2021.07.18 《「古典芸能」鑑賞ふたつ》

これまで落語という芸は「古典芸能」と「大衆芸能」の両面を持ち合わせてまいりました。前者の代表は能や歌舞伎、後者の代表は喜劇や漫才。そして、落語はその両方を兼ね備えてきたと…。例えば、古典を継承しながらも常に新作を発信している点や、どんな古典の演目であろうが事前に「筋書き」などの解説書を読む必要が全く無いという点が、その理由です。それゆえ、私は(恥ずかしながら)ある種の自負さえ感じてきたのも事実です。

でも、ある日、ふと思いました。うかうかしてると、落語ってどちらにも入れてもらえなくなる日が来るのではないだろうか…と。

私自身、もっと能や狂言、文楽や歌舞伎、さらには伎楽や雅楽の知識を深めようと思いながらも日々の仕事や雑事に追われ、なかなか研鑽を積むことが叶いません。では、大衆性に対してどうかと言うと、いつの頃からか、新聞や雑誌の催事案内で、なんと落語が「お笑い」から外されているのです。「お笑い」は漫才だけとなりました。「古典芸能」は能や狂言、歌舞伎や文楽が席巻しています。もちろん「クラシック」や「ミュージカル」のジャンルに落語が入るわけはありません。そう、実は落語って特異な存在だったのです。

落語を演じるにおいて「古典にも大衆性にも長けてこそ完成の域に入れる」のかと思うと、しばし茫然としてしまいます。演者次第で、どうにでもなる。
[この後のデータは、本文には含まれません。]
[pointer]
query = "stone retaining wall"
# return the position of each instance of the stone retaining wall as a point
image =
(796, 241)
大きな可能性を秘めた儚い芸能 —— それが落語でした。

そんな思いを持ちながら、今月、ふたつの古典芸能を鑑賞しました。

まずは、大槻能楽堂で行われた「ろうそく能」による『鉄輪(かなわ)』。作者不詳。夫に逃げられた女が貴船神社で神託を受け、鬼の形相で元夫を苦しめる。その男は安倍晴明に命乞いをし、さぁ女は…という情念が燃えたぎる筋書きです。
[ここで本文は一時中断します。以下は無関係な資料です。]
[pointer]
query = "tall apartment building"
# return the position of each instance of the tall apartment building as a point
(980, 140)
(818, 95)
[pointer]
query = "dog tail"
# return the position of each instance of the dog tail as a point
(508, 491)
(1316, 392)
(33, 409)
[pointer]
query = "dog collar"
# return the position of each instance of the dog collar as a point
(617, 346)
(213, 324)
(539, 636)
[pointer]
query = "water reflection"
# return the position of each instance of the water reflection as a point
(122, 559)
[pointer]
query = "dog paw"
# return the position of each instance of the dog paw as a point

この日はお能の前に、井上八千代さんによる京舞での『鉄輪』があったのですが、これが良かった。能舞台での京舞。脇正面から観ていたので、腰の位置や足運びなど、井上流の奥義を垣間見た気がしました。そして後半、大槻文蔵さんのシテによる『鉄輪』を堪能。大いなる学びとなりました。
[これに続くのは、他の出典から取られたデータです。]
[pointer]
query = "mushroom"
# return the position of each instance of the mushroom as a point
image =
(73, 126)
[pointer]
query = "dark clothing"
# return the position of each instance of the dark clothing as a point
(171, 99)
ところで私、かねてより能の上演方法については私見があるのですが、それはまた別の機会に(^^;)

もう一つは、松竹座での七月大歌舞伎、夜の部。『双蝶々曲輪日記』より「引窓(ひきまど)」と、『恋飛脚大和往来』の「新口村(にのくちむら)」。

「引窓」では片岡仁左衛門さん、片岡孝太郎さん、松本幸四郎さん、上村吉弥さんらによる呼吸(いき)の合った人情劇を堪能。「新口村」では中村鴈治郎さん、中村扇雀さん、坂東竹三郎さんらによる心中物を堪能しました。

特筆すべきは「新口村」の配役。初めて鴈治郎さんが忠兵衛と孫右衛門の二役をするという企画だったのですが、鴈治郎さんが別の芝居に出ている時に、その舞台のとある役者さんが「コロナ」に感染し、鴈治郎さんが「濃厚接触者」となったため、初日からの一週間、梅川役だった扇雀さんが急遽忠兵衛と孫右衛門をすることに、そして壱太郎くんが梅川を演じることになったのです。これが良かった! 瓢箪から駒💫 扇雀さんの孫右衛門は初役とは思えぬ落ち着きと渋さが光り、壱太郎くんの梅川は愛らしく可憐でした。

今回は私、関西学院大学古典芸能研究部のインタビューも兼ねていたので、千穐楽近くにもう一度劇場へと足を運び、復帰した鴈治郎さんの舞台も観ることができました。同じ芝居を異なる配役で見るのは面白いですね。歌舞伎の醍醐味を満喫しました。インタビューの様子は次の機関誌「こてん」に掲載予定。乞う、ご期待!